Just looking at an inherited system on 2.11.3/2.11.4 that I’m trying to understand
and possibly fix and for clarification if something like the following would be expected to work at all.

  • As far as I can tell, the whole thing seems to be a 3 tier distributed master/satellite/agent setup as described in the ICINGA2 documentation.
  • No Director
  • Master with multiple satellite zones (one per global region)
    → EMEA
    → NAFTA
    → APAC
  • Hosts usually only reachable from their respective satellite
  • A Backup Server in zone EMEA with local ICINGA2 agent installation
  • Hundreds of Host objects in all the satellite zones
  • A service check “Backup-Status” assignd to all applicable Hosts
  • The service check object has its zone property set to “EMEA” and command_endpoint property to the name of the endpoint object of the Backup Server
  • Currently, checks outside of the zone of the Backup Server (EMEA) never get scheduled (no check source).
  • In the past this seems to have once worked, as on older hosts there are stale check results with plausible result (months old)
  • On newly added hosts the service check stays in “PENDING”
  • “Check Now” only triggers a forced service check log entry in the debug.log on master
  • Generally {hostname} does not run and cannot run an ICINGA2 agent (they are mostly firewall or router appliances)
  • The host, endpoint and zone objects for master, satelites and the backup server are present on all master/sattellite/agent nodes
  • “icinga2 object list --name ‘{hostname}!Backup-Status’” yields the Service object on the master and
    the satellite of the zone of {hostname}, but nowhere else. They only differ in the value of “package” (“_etc” for master, and “_cluster” for the satellite of the zone of {hostname})
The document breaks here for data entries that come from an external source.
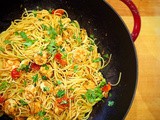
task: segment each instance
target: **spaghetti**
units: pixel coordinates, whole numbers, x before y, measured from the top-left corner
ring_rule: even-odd
[[[25,9],[0,34],[0,110],[15,120],[88,119],[111,90],[99,72],[107,64],[65,10]]]

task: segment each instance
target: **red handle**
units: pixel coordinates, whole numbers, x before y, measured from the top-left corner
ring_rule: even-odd
[[[125,3],[129,9],[132,12],[132,15],[134,17],[134,27],[131,33],[132,40],[135,41],[140,33],[141,29],[141,17],[139,15],[138,9],[135,6],[135,4],[132,2],[132,0],[120,0],[123,3]]]

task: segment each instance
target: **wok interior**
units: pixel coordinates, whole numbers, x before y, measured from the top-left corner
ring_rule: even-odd
[[[76,19],[88,34],[97,38],[99,51],[112,54],[110,64],[102,70],[105,78],[115,83],[119,72],[122,78],[118,86],[113,87],[111,98],[96,104],[89,119],[116,120],[123,119],[129,110],[136,87],[137,61],[129,32],[116,12],[100,0],[17,0],[11,4],[1,4],[0,32],[5,30],[10,21],[20,18],[24,8],[29,9],[65,9],[71,19]],[[115,102],[108,106],[108,100]],[[4,115],[1,118],[7,119]]]

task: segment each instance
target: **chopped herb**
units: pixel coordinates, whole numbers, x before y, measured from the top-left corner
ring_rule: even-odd
[[[4,48],[2,48],[1,46],[0,46],[0,51],[4,52]]]
[[[32,77],[33,82],[36,83],[38,81],[38,74],[36,74],[35,76]]]
[[[5,44],[11,44],[11,41],[10,40],[4,40],[3,41]]]
[[[34,17],[37,16],[37,11],[36,10],[33,10],[32,13],[34,14]]]
[[[100,62],[101,61],[101,58],[96,58],[94,60],[92,60],[92,62]]]
[[[54,53],[54,51],[56,51],[58,48],[57,48],[57,44],[54,40],[52,40],[49,45],[47,46],[47,51],[51,54]]]
[[[20,90],[19,90],[19,93],[23,93],[23,92],[24,92],[24,90],[23,90],[23,89],[20,89]]]
[[[99,87],[101,88],[101,87],[103,87],[104,85],[106,85],[106,80],[105,79],[103,79],[100,83],[99,83]]]
[[[27,86],[27,81],[26,80],[24,80],[23,85]]]
[[[60,85],[60,84],[62,84],[62,82],[61,82],[60,80],[58,80],[58,81],[57,81],[57,84]]]
[[[46,114],[46,112],[44,110],[38,112],[38,115],[40,117],[43,117],[45,114]]]
[[[27,39],[27,35],[25,32],[21,31],[19,34],[23,39]]]
[[[104,58],[109,58],[109,54],[103,55]]]
[[[33,45],[35,43],[35,40],[32,40],[32,39],[29,39],[26,35],[25,32],[21,31],[20,33],[20,36],[25,39],[26,41],[23,43],[26,47],[29,47],[31,45]]]
[[[93,39],[93,40],[95,39],[93,34],[90,34],[90,38]]]
[[[29,47],[35,43],[35,40],[32,39],[26,39],[26,41],[23,43],[26,47]]]
[[[8,87],[8,82],[2,81],[0,84],[0,91],[6,89],[7,87]]]
[[[42,27],[43,30],[47,30],[47,28],[48,28],[48,27],[47,27],[46,25],[44,25],[44,24],[42,24],[41,27]]]
[[[93,90],[87,90],[84,96],[90,103],[98,102],[103,98],[102,90],[99,87],[96,87]]]
[[[108,95],[109,97],[112,97],[112,93],[109,93],[109,95]]]
[[[77,37],[77,39],[76,39],[79,43],[82,41],[82,39],[81,39],[81,37],[79,36],[79,37]]]
[[[51,39],[55,39],[56,38],[56,36],[57,36],[57,32],[56,32],[56,30],[52,27],[52,26],[50,26],[49,28],[48,28],[48,34],[50,35],[50,37],[51,37]]]
[[[62,100],[60,104],[67,104],[68,102],[66,100]]]
[[[89,46],[88,50],[91,52],[94,50],[93,46]]]
[[[43,91],[49,91],[49,87],[43,87]]]
[[[19,35],[18,31],[14,32],[15,35]]]
[[[74,72],[77,72],[77,71],[78,71],[78,65],[75,65],[75,66],[74,66],[73,71],[74,71]]]
[[[49,67],[46,64],[44,64],[42,66],[45,67],[45,70],[49,70]]]
[[[109,101],[108,101],[108,106],[109,106],[109,107],[112,107],[113,105],[114,105],[114,101],[109,100]]]
[[[20,104],[22,105],[22,106],[26,106],[26,105],[28,105],[28,103],[27,102],[25,102],[24,100],[19,100],[19,102],[20,102]]]
[[[43,118],[43,120],[49,120],[49,118],[47,118],[47,117],[44,117],[44,118]]]
[[[48,10],[48,12],[49,12],[50,14],[52,14],[52,9],[50,8],[50,9]]]
[[[64,90],[59,90],[57,92],[57,97],[63,97],[63,95],[65,94],[65,91]]]
[[[22,64],[18,70],[25,70],[26,72],[29,72],[29,65]]]
[[[42,80],[47,80],[47,77],[45,75],[42,76]]]

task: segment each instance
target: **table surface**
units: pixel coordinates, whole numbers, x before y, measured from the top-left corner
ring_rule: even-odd
[[[126,120],[160,120],[160,0],[132,0],[141,15],[142,27],[135,48],[138,59],[138,85]],[[107,0],[130,31],[133,18],[119,0]]]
I’ll probbaly be able to provide anonymized command output and config files (pending approval).
But these would have to have any hostnames, ip addresses and other identifying information replaced by unique placeholders (i.e. master.doma.in, satellite-emea-1.doma.in, satellite-emea-2.doma.in , satelite-nafta.doma.in, backup-server.doma.in)

Hi & welcome,

Whit that:

the service will only be available for hosts on the EMEA satellite. You need to put the service object in a global zone instead.

Ok, If I understand this right, a zone with the propery “global=true”, right?
And since the backup server is running an icinga agent, its endpoint object would need that global zone as parent, right?
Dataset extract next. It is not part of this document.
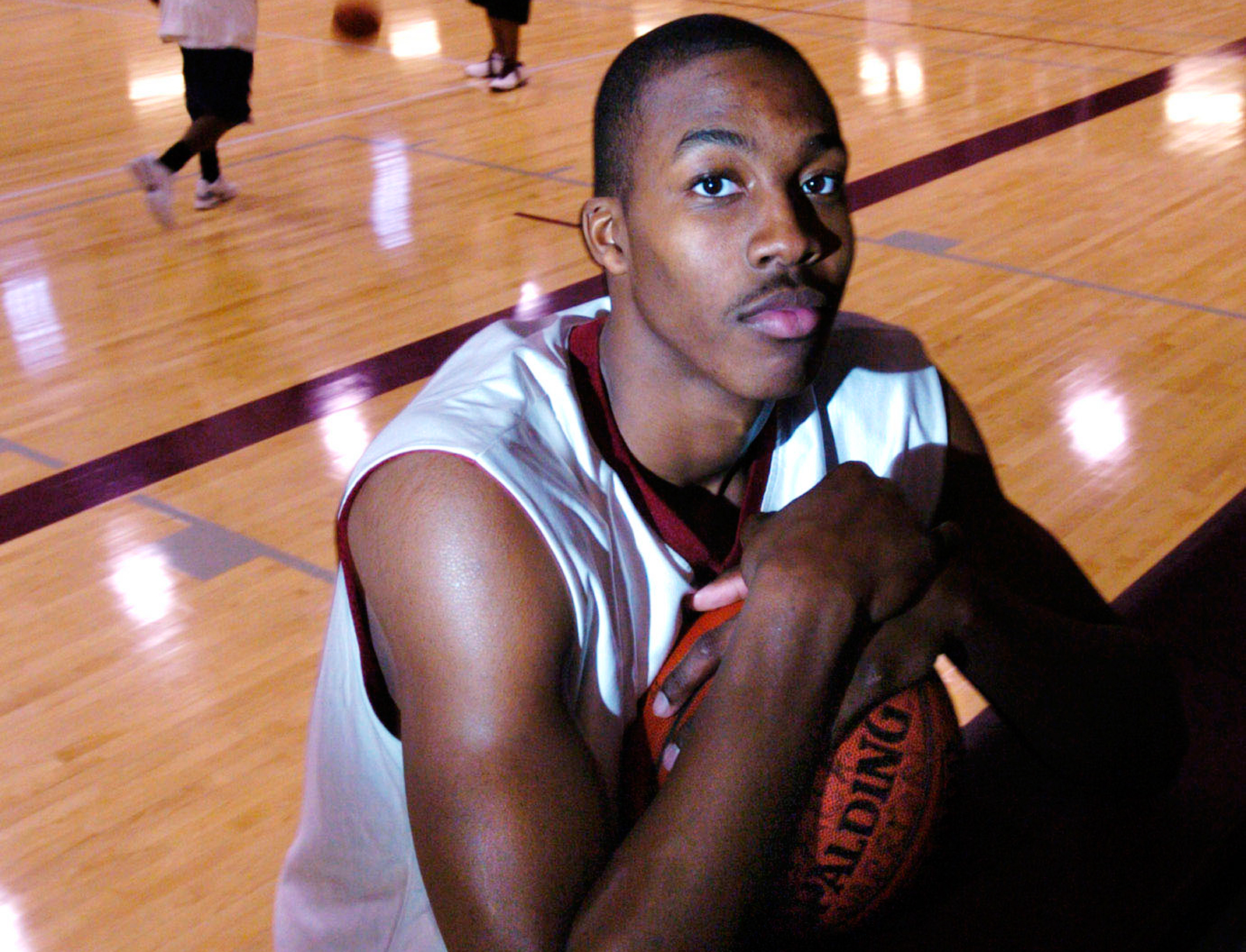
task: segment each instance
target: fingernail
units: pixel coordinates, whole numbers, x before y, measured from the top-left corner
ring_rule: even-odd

if I configure both of the above, config validation barfs on the master with:
"critical/config: Error: Zone ‘backupserver.doma.in’ can not have a global zone as parent.
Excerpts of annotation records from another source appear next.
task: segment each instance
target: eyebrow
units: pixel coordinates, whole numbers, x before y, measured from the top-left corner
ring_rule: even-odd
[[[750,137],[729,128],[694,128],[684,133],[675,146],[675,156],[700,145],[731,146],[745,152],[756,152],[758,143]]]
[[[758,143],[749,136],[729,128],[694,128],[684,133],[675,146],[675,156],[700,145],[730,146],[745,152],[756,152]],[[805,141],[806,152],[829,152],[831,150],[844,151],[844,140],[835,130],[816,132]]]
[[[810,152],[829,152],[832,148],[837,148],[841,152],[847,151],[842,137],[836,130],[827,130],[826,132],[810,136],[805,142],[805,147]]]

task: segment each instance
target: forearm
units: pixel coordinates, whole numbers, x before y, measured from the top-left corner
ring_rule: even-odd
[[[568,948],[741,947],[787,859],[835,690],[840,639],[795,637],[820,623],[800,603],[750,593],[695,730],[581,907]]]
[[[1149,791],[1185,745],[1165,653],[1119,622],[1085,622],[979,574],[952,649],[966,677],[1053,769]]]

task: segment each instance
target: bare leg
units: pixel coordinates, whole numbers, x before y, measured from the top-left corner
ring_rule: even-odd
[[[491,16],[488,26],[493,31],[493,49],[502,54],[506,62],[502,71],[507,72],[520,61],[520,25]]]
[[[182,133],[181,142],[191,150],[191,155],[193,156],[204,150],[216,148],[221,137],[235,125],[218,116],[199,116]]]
If I only put the service check object in the shared zone, config validation complains about the command_endpoint beeing in the wrong zone:
critical/config: Error: Validation failed for object ‘{hostname}!Backup Status’ of type ‘Service’; Attribute ‘command_endpoint’: Command endpoint must be in zone ‘shared-test’ or in a direct child zone thereof.

object Zone “shared-test” {
global = true

object Zone “backupserver.doma.in” {
endpoints = [ “backupserver.doma.in” ]
parent = “shared-test”
object Endpoint “backupserver.doma.in” {
host = “backupserver.doma.in”

apply Service “Backup Status” {
import “generic-service”
zone = “shared-test”
command_endpoint = “backupserver.doma.in”
assign where host.vars.do_backup_check

A global zone can exist on every icinga instance (master, satellite and/or agent) by simply adding its definition to zones.conf of all that instances. There is no parent needed. There is usually one global zone global-templates defined by default.

It looks like you are using it (by accident) storing backupstatus.conf in its directory. Which is ok, but you overwrite the service zone with

zone = “shared-test”

So, please remove this.

BTW: command_endpoint don’t need to be defined individually, best practice is to use

command_endpoint = host.name

Zone and endpoint objects are not allowed to be defined within a zone (directory). The zone concept is pretty hard to understand at the beginning, but it’s crucial and you should get familiar e.g. by fully reading Distributed Monitoring.